Effect of ADK on DNA synthesis in the developing CB. A, ADK (red) and Ki67 (green) IR in the mouse CB at different developmental stages (P0, P2, P5, and P9) as revealed by double immunofluorescence. A–C, At P0, ADK/Ki67 double-labeled cells are widespread in the entire developing cerebellar cortex with robust expression at the outermost EGL. D–F, At P2, the layers of cerebellar cortex become visible where ADK/Ki67-positive cells are observed in the external granular layer (EGL), the developing Purkinje layer (PL), and the internal granular layer (IGL). G–L, At P5 and P9, ADK/Ki67-labeled cells initially increase then decrease in the EGL, which period coincides with the radial migration of cerebellar granular neurons. G, In the internal white matter (WM) region at P5, a population of ADK/Ki67-positive cells was observed, which declined in P9 (H). Scale bars: 100 μm (A–C, G–L), 200 μm (D–F), 25 μm (D, G, insets). M, The number of Ki67/ADK double labeled cells in the EGL at P0, P2, P5, and P9 per mm² (n = 3/group). One-way ANOVA with Tukey’s multiple comparisons post hoc test (*p < 0.05 for P5 vs P0, ^#p < 0.05 for P9 vs P0, and ***p < 0.001 for significance). N, Western blot analysis of immature granular neuronal precursors (GNPs). Representative blot of protein extracts from control (Ctl) glioblastoma U373 cells and immature GNPs shows that the precursors express ADK-L exclusively whereas control cells express both isoforms. O, Inhibition of ADK with antagonist 5-iodotubercidin (5-ITU) reduces DNA synthesis of GNPs. Concentration-dependent reduction of cell proliferation in response to different concentrations (0.3, 0.6, 1 μm) of the ADK inhibitor 5-ITU as compared with vehicle (DMSO ≤ 0.002%)-treated cells. All values are presented as mean ± SEM (n = 6–9). One-way ANOVA with Tukey’s multiple comparisons post hoc test (*p < 0.05, ***p < 0.001, and ****p < 0.0001, for significance).

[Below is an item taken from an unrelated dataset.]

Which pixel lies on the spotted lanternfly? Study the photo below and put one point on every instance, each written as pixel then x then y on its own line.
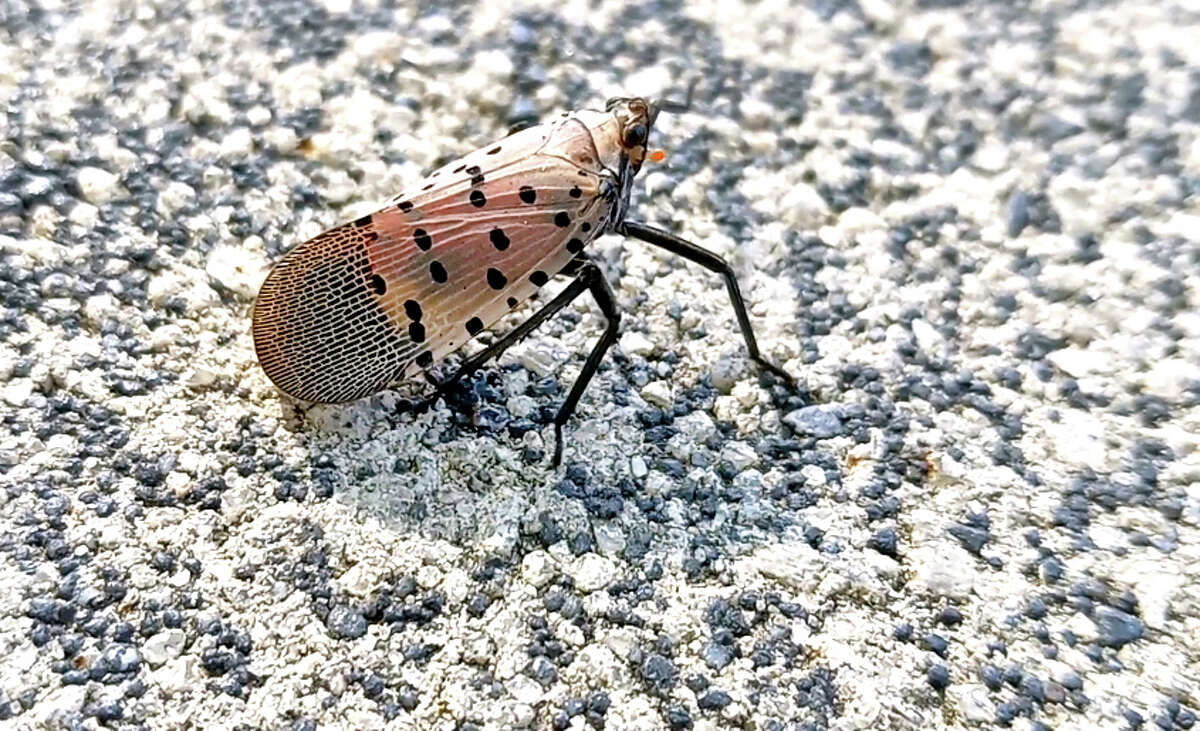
pixel 379 300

Association of ADK with the development and maintenance of cerebellar cortex cells. A, B, ADK (red) and Cal (green) IR in the developing cerebellum (CB) at different developmental stages (P5, P9, and P21) as shown by immunofluorescence. A–C, Purkinje cells that are ADK (red)/Cal (green)-positive are observed in the Purkinje layer (PL) where the punctate stain of nuclear ADK-L is prominent at P5 and P9. By P21, ADK-L IR is less prominent in Purkinje cells and only maintained in a few cells, whereas the rest of ADK-L cells are found in clusters between Purkinje cells in the PL. White arrows in A point at ADK-L cells between Purkinje cells in P21. B, The number of Cal/ADK double labeled cells in the PL at P5, P9, and P21 per mm² (n = 3–4/group). D, IR of ADK (red)/GFAP (green) in astrocytes of the cerebellar cortex at different developmental stages (P5, P21, and adult) as shown by immunofluorescence. E, Bergmann glial cells in the PL show punctate staining of nuclear ADK-L at all developmental stages (P5, P21, and adult). GFAP-positive astrocytes that are ADK-L-positive are prominent in the white matter at all developmental stages while astrocytes in the inner granular layer are observed at P21 and in adulthood. F, Magnified field of glial cells and ADK-positive cells in white matter of P5 and PL of P21. White arrows showed ADK-L-positive Bergman glial cells between Purkinje neurons. Scale bars: 50 μm (A, C, E), 200 μm (D), and 15 μm (inset in A, and F). One-way ANOVA with Tukey’s multiple comparisons post hoc test (*p < 0.05 for P5 vs P21, and ^#p < 0.05 for P9 vs P21 for significance).